The rate of cannabis use while on AD medication is an important issue that became more relevant in the last decades due to the sharp increases in both AD prescription [53] and cannabis use [236]. This is accompanied with a worldwide trend toward liberalizing cannabis policy and commercializing its sale [129]. The upsetting reality is that cannabis use was more than twice as common and increased more rapidly from 2004 to 2016 among youth with depression compared to youth without depression [45].

This dearth of knowledge merits future basic and clinical studies on this important issue. Whereas a thoughtful examination of this is vital to clarify the possible effects, there are a few significant limitations regarding future research. First, an accurate measurement of cannabis use is challenging. There is a connection between mixing different types of cannabis; recreational use, which is considered as non-medical, i.e., in social settings [34], and the use of cannabinoids in various medical conditions [237,238,239]. However, these two uses are significantly associated [168]. Furthermore, it is especially important to consider the level of cannabis use. Some studies grouped cannabis abuse and dependence into ‘use disorders’ [240], in line with DSM-5 guidelines [241], which correlate with diagnosis of depression/anxiety and AD treatment, while other studies have used different controversial levels of use for ‘heavy’ and ‘light’ cannabinoid use [242,243,244]. In addition, most research has focused on THC, CBD, and their dissimilarities regarding depression and anxiety. However, ‘cannabis’ is not a single compound product [32]. Although it is known that both non-medical and medical marijuana use could contribute differentially to clinical outcomes and potentially lead to barriers to mental health care in this population, it is problematic to achieve a valid measurement by estimating the influence of each compound separately. Considering that cannabis inflorescences accumulate hundreds of milligrams of terpenes alongside cannabinoids [32], the ratio of THC:CBD:other chemicals/terpenes in cannabis is frequently unknown, making it difficult to assess the exact ratio of chemicals and their effects on AD treatment. Consequently, it is crucial to specify unambiguous definitions for the level of use and ratio of compounds in the cannabis before exploring its effect on AD treatment.

Secondly, much of the research on CBD and depression/anxiety is preclinical. To the best of our knowledge, there is no published controlled clinical study that has explored the effect of CBD on depression, along with little evidence regarding its effect on anxiety in humans. Perhaps a significant amount of human data may provide new insights for a better understanding of the innovative combinations of it with AD.

7. Conclusions

There is relatively scarce information about the pharmacological interactions between these two groups of drugs and the clinical efficacy of AD when prescribed to a cannabis-using patient is unknown. Hence, the answer as to whether ADs are effective for patients with depression/anxiety who use cannabis remains open.
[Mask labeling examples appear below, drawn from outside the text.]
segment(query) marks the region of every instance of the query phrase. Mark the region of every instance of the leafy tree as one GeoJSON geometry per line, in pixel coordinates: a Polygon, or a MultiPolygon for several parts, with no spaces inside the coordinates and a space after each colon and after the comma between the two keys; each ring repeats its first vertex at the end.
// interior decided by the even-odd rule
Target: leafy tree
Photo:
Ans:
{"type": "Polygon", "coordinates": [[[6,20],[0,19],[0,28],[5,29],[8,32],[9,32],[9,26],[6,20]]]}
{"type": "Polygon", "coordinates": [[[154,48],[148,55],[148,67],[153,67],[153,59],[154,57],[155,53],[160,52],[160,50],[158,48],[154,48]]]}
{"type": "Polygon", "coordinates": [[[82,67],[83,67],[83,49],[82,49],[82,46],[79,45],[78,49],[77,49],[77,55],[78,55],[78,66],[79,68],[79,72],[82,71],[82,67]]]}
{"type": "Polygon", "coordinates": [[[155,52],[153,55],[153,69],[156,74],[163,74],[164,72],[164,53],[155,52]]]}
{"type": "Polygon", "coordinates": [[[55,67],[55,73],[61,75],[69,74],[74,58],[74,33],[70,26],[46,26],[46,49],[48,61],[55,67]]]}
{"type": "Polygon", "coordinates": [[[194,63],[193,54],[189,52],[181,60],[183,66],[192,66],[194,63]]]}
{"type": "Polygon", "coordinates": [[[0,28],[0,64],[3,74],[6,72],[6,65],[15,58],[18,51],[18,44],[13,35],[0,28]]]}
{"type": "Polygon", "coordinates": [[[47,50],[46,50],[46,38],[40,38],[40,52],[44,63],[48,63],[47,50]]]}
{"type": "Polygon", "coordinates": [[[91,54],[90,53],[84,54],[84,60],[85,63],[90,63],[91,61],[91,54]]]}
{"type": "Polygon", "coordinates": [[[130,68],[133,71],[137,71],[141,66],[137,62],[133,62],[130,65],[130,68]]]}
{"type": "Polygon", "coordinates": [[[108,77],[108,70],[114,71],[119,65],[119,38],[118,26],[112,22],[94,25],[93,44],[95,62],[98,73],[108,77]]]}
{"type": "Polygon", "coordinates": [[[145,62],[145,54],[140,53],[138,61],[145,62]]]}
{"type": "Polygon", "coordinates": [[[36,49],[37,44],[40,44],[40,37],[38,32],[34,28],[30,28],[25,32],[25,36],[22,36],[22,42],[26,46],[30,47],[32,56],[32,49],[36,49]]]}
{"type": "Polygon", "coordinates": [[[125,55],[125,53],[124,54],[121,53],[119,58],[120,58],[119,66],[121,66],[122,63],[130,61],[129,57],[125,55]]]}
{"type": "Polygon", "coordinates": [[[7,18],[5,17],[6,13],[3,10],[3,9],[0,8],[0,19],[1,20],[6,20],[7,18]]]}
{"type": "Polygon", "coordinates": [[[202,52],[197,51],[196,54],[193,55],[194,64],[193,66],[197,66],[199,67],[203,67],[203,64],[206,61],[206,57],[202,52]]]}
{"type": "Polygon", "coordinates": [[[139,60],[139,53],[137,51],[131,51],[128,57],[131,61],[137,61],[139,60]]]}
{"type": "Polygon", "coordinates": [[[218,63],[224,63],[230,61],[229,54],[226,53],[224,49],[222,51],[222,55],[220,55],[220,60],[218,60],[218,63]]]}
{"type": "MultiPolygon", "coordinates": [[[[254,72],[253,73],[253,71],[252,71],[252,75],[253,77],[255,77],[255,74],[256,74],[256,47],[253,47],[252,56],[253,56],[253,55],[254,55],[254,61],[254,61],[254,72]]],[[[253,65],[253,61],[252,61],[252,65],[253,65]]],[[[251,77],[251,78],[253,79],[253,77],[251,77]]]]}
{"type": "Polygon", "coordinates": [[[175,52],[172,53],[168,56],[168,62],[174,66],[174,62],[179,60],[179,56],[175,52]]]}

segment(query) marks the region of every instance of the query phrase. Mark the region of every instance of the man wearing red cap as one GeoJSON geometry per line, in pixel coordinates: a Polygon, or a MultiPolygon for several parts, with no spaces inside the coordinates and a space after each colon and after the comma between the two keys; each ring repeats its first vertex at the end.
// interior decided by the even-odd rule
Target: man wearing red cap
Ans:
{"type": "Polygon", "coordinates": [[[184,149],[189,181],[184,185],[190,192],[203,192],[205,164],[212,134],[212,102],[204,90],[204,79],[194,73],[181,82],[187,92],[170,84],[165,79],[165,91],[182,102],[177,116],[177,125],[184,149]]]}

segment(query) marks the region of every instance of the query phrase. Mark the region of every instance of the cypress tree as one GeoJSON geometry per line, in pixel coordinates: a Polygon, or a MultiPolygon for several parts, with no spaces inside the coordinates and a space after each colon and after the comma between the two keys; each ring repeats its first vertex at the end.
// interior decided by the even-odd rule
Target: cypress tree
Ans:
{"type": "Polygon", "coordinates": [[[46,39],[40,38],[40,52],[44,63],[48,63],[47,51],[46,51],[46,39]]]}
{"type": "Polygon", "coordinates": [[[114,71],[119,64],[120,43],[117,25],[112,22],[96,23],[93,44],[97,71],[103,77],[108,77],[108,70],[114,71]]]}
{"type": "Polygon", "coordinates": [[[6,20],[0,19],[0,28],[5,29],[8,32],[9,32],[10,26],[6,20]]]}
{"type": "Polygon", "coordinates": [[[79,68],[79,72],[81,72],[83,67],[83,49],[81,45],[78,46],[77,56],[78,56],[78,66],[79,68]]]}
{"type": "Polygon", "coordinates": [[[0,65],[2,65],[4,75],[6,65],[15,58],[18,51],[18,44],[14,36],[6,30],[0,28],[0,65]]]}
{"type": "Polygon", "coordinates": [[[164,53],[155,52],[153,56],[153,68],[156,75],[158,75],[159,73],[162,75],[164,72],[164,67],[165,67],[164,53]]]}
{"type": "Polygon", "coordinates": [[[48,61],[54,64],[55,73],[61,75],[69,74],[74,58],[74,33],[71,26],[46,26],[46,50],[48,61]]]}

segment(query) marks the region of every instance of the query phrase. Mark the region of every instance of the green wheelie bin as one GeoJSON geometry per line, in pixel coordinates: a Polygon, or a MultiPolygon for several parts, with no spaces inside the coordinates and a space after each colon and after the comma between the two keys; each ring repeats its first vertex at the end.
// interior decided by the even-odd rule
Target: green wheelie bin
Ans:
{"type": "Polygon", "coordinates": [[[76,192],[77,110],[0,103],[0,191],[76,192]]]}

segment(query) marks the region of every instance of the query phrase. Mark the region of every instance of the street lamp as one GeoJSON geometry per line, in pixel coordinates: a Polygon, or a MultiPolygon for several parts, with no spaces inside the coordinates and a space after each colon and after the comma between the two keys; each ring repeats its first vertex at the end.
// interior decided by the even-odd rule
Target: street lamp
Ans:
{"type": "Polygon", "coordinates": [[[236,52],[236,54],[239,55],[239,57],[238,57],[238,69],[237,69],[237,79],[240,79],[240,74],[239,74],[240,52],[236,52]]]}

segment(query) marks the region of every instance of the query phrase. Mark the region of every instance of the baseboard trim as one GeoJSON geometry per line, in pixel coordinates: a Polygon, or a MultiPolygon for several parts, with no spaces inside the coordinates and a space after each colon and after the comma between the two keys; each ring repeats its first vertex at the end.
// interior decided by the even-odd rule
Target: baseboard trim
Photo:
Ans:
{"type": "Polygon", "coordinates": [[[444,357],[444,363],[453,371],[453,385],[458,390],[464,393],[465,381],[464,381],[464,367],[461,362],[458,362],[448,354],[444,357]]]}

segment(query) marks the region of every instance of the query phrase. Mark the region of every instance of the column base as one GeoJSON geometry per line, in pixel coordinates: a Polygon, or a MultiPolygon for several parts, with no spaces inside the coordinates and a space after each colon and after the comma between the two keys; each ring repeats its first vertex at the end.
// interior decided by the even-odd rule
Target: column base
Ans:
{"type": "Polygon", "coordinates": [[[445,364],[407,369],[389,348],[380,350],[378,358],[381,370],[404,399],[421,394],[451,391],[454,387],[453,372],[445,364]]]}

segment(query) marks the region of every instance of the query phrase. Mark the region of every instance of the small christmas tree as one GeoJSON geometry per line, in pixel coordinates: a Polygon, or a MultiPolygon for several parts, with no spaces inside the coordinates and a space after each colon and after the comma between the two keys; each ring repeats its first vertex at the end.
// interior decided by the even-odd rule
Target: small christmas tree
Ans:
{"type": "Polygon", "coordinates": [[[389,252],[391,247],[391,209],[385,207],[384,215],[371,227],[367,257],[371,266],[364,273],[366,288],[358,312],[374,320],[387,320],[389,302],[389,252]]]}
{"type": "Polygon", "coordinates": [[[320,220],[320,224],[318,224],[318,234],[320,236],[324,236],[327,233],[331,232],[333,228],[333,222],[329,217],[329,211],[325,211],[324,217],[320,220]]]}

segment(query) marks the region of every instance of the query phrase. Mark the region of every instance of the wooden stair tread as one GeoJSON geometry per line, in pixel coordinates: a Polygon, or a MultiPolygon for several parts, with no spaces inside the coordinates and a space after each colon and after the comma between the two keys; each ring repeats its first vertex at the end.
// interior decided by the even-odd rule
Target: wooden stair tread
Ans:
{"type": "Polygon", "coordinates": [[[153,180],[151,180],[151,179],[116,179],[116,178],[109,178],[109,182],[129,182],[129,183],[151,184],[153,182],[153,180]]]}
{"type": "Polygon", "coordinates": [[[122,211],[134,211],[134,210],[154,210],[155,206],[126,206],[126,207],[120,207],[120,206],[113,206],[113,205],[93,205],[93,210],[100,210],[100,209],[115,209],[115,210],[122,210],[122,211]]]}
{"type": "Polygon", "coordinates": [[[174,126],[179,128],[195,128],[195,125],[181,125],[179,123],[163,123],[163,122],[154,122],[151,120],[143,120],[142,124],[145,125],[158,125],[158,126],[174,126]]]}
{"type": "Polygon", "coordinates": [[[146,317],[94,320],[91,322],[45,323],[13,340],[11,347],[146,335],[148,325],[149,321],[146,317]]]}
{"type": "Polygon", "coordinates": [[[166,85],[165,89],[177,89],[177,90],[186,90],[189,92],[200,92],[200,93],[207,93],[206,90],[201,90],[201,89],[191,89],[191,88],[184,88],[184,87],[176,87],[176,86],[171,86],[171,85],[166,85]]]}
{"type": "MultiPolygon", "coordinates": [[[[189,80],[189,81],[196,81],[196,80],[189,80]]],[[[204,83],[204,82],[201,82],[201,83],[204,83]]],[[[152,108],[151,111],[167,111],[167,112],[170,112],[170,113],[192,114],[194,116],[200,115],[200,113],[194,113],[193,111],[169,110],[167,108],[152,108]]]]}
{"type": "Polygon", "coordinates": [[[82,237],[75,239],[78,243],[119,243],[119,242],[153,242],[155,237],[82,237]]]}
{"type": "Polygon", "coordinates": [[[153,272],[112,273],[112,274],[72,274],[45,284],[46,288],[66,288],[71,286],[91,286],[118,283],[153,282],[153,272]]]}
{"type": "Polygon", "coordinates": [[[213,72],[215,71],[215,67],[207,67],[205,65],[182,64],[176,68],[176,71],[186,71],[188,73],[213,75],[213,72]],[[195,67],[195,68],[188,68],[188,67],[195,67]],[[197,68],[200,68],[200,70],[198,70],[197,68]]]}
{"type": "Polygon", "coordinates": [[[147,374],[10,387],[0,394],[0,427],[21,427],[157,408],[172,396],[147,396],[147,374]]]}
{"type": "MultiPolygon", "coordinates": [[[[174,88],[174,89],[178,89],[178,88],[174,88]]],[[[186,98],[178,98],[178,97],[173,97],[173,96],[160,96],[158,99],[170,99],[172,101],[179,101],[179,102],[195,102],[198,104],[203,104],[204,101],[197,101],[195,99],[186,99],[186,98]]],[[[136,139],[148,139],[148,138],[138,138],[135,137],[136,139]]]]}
Based on current literature and current patterns of AD use in adolescence, we assume that cannabis use while combined with ADs can affect ADs’ pharmaco-metabolic processes and lead to adverse long-term effects. Given the similarities between cannabis compounds and AD mechanisms of action, there are some expected effects which may likely diminish the positive outcome and intensify the side effects of AD treatment.

To our knowledge, only one study has examined this possible interaction of marijuana and AD use among adolescents [182]. Nevertheless, this matter warrants intensive research before a definitive conclusion can be drawn.